/scraping

Primary LanguagePython

Scraping

For scraping a few random pages, use the requests library with beautifulsoup. If you need to build a web spider or crawler, use Scrapy. But if you need to scrape sites with complex logins, cookies, tokens, and data hidden by JavaScript then you will need a browser driver like Selenium.

Setup

pipenv shell
pipenv install -r requirements.txt

space_cookie.py

I wanted to be notified when Monkish Brewing made their annual drop of the phenomenal double milkshake IPA, Space Cookie. But I don't do IG so I needed another way to get the scoop.

Push notifications to my phone and computer are handled via the wonderful and free ntfy.sh service with the topic name MonkishSpaceCookie.

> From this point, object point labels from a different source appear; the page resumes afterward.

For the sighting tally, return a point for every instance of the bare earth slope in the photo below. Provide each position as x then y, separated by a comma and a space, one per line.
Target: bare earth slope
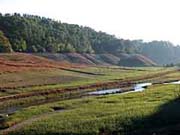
102, 59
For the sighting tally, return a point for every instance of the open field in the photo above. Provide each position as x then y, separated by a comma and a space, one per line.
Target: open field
42, 93
152, 111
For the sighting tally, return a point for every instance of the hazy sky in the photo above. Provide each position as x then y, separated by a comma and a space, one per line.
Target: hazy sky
129, 19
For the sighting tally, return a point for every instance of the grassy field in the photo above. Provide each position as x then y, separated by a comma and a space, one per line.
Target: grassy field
47, 97
154, 110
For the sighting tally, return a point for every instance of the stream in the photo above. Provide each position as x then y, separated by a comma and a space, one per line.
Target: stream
136, 88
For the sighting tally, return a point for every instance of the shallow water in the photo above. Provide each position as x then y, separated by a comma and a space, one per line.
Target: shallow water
103, 92
141, 86
10, 110
175, 82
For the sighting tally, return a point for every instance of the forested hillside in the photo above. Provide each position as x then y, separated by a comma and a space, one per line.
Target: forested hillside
34, 34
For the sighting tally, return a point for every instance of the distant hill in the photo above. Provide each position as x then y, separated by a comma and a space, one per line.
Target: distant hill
34, 34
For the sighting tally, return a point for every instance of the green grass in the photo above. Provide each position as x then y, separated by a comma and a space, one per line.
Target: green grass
113, 114
33, 80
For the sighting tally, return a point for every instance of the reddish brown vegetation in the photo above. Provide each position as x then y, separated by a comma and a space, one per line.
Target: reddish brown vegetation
122, 83
19, 62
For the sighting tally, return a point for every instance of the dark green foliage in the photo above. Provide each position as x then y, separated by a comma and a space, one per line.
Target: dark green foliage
5, 46
30, 33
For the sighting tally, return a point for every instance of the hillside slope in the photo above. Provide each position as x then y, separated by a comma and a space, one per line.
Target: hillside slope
130, 60
34, 34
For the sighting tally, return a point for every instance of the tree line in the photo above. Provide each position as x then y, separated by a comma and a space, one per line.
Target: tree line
35, 34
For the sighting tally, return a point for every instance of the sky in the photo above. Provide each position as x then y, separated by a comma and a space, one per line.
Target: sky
128, 19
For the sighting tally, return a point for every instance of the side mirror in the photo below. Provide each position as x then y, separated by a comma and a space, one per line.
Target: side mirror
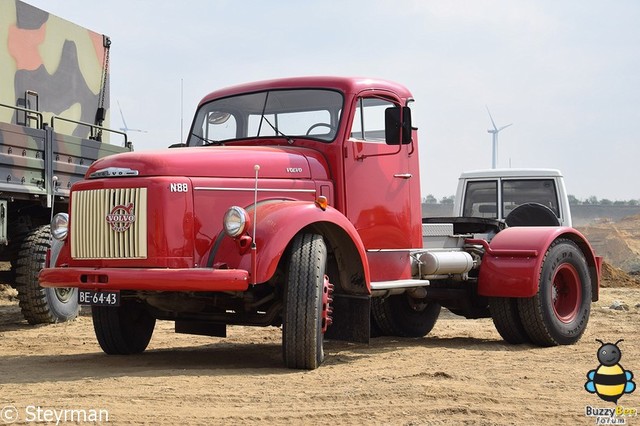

A cronjob runs once per day to invoke the intermediate space_cookie.sh which runs space_cookie.py after initializing its virtual environment (and .env) to scrape their website in search of 'Space Cookie' among the available items. My crontab file for running daily at 11:15am with logging stdout and stderr going to crontab_log.txt:

# ┌───────────── minute (0 - 59)
# │  ┌───────────── hour (0 - 23)
# │  │  ┌───────────── day of month (1 - 31)
# │  │  │  ┌───────────── month (1 - 12)
# │  │  │  │  ┌───────────── day of week (0 - 6) (Sunday to Saturday;
# │  │  │  │  │
 15 11  *  *  * /path/to/scraping/space_cookie.sh >> /path/to/scraping/crontab_log.txt 2>&1
# An empty line is required at the end of this file for a valid cron file!

selenium_hello.py

A simple adaptation of Selenium's hello_selenium.py with some random URLs to use as a starting template.

selenium_ddg.py

Use Selenium to open Firefox to DuckDuckGo and perform an Internet search for python web scraping. A simple test of filling a form/field and submitting data.